Mr. Cameron announced last week that Britain would add an additional 100 million pounds, about $150 million, to the £900 million it already provides for humanitarian aid to displaced Syrians.

Britain will also take some of the funds that it usually sends abroad and use that money to house and help Syrians in their first year in Britain, the chancellor of the Exchequer, George Osborne, said on Sunday. He refused to confirm a specific figure that would be spent on the migrants.

In Austria, migrants continued to arrive, despite an announcement by Chancellor Werner Faymann on Sunday that the country planned to limit the number it would allow in.

The police along Austria’s eastern border with Hungary, where thousands of migrants were stranded last week before being allowed to cross, were increasing checks in the area in an effort to find human traffickers, but they allowed migrants entry, Reuters reported.

Germany, which is expected to receive 800,000 migrants this year, announced its €6 billion financial commitment along with other plans to absorb the huge influx.

According to official German figures, about 40 percent of those who have applied for asylum are from the western Balkans and are unlikely to have their applications accepted. About 49 percent of the migrants coming to Europe by sea this year have been from Syria, the United Nations relief agency said, but there are no reliable figures for those coming by land.

“What we are experiencing now is something that will occupy and change our country in coming years,” Ms. Merkel said on Monday after a meeting of government leaders on possible measures to cope with the influx. “We want that the change is positive, and we believe we can accomplish that.”

In addition to the increased funding, the German government plans to pass several laws in the coming month aimed at speeding the processing of applications and at bolstering efforts to get newcomers into jobs or schools.

Germany and France are pressing for a quota system by which European Union countries would accept migrants according to their populations and relative wealth.

The quota system has been steadfastly rejected by many countries, which argue that immigration is a matter of national policy and sovereignty and should not be determined by Brussels.

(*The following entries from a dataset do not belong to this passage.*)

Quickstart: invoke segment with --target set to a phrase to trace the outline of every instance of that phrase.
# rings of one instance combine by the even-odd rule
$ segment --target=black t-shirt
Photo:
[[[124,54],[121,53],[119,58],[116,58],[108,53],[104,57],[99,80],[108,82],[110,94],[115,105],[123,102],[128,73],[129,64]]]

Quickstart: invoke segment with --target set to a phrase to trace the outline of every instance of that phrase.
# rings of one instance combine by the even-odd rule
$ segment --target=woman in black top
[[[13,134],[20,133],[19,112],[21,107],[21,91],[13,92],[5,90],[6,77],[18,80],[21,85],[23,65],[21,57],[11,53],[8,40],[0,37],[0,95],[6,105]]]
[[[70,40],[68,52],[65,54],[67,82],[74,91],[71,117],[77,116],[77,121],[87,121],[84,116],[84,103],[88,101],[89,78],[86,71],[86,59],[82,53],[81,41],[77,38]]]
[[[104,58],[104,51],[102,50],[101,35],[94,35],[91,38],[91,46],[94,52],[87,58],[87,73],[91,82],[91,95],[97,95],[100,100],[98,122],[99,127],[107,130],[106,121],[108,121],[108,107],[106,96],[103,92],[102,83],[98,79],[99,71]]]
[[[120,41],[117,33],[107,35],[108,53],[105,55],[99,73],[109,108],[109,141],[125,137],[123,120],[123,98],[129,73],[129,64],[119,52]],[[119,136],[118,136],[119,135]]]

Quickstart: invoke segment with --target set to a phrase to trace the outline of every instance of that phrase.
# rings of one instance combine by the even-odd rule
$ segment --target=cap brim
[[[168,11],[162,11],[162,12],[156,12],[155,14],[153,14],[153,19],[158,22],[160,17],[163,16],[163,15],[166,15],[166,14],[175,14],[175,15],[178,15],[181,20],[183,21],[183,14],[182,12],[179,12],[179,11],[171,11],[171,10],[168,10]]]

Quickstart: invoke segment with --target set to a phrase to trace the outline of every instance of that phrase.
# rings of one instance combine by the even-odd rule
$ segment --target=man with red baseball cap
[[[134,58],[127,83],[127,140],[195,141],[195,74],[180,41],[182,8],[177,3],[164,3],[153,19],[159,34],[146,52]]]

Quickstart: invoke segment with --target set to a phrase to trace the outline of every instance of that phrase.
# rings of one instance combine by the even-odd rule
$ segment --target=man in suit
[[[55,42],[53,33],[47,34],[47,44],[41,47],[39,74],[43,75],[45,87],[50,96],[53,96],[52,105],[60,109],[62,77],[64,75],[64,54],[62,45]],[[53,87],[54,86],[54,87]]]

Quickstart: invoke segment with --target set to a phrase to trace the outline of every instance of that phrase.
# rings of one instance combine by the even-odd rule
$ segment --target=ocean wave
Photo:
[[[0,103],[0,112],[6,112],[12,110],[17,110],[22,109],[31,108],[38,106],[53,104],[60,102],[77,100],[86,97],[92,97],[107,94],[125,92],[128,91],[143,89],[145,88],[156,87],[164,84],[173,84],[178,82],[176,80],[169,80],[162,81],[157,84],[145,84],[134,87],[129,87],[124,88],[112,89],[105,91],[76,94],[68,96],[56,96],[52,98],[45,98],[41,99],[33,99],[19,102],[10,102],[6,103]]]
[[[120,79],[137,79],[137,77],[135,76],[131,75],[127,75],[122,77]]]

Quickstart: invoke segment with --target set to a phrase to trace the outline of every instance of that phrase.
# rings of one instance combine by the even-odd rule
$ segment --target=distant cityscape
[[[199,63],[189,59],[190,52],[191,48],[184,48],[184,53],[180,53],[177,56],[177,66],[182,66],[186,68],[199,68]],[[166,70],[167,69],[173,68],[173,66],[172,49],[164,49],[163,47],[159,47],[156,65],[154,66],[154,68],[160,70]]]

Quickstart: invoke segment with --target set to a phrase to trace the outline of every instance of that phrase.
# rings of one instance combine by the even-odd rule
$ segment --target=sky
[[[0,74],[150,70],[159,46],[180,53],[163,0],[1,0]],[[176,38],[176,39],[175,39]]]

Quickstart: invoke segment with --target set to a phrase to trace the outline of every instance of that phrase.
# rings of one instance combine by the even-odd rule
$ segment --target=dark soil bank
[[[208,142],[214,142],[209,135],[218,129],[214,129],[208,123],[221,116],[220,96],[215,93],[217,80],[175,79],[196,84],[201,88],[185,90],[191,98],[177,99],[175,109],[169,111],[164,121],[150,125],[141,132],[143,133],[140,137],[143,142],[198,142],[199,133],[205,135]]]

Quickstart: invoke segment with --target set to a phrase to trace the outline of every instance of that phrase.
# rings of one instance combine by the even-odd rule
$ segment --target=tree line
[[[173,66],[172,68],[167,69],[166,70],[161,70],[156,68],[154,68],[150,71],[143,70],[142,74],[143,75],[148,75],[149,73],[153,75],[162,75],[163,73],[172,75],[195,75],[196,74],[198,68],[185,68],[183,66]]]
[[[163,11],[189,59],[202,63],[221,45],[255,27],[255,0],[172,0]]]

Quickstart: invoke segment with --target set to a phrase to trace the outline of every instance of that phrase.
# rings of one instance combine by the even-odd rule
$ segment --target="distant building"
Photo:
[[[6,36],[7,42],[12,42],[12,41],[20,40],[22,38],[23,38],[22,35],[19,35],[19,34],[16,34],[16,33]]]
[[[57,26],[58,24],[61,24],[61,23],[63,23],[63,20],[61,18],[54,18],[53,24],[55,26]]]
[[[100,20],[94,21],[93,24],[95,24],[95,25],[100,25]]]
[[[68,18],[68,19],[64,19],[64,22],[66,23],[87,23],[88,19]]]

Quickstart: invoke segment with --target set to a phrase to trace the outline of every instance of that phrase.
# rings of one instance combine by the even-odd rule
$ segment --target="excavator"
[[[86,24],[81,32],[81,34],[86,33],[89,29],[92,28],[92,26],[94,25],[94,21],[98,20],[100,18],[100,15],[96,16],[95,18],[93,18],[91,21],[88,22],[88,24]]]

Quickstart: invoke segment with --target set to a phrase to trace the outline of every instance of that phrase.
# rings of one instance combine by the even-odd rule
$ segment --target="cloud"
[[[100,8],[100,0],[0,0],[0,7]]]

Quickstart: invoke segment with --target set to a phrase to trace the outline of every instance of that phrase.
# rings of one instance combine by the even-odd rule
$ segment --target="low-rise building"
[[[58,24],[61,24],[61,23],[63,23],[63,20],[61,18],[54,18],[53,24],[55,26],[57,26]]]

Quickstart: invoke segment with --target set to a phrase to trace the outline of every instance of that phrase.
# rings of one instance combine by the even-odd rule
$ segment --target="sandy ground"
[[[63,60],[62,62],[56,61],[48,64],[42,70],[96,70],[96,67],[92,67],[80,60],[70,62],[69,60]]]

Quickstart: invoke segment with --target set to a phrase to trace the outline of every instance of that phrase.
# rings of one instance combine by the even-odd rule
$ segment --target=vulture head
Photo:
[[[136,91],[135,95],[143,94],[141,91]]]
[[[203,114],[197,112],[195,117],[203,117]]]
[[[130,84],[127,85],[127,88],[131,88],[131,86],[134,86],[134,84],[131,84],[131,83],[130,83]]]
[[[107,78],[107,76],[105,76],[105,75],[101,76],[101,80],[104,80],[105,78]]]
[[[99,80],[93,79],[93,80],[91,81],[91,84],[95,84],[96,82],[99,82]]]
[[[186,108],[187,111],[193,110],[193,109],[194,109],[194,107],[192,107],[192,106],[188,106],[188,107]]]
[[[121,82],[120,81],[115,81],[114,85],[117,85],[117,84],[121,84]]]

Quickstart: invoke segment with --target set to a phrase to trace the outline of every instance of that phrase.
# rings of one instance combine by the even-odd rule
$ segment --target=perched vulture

On Monday, the Hungarian prime minister, Viktor Orban, criticized the bloc’s proposals for quotas, saying that Hungary was a “black sheep” and would not follow the “flock” of other European Union countries, The A.P. reported.

Mr. Orban told a group of Hungarian diplomats that the proposed redistribution system made no sense given the bloc’s border-free system, which, he said, would make a quota system impossible to enforce.

“How is this going to work?” he asked. “Has anyone thought this through?”

Mr. Orban also repeated a warning he has made to the thousands of migrants on their way to Europe. “Don’t come!” he said in a speech to his ambassadors gathered in Budapest. “I ask those who want to go to Europe through Hungary not to come.”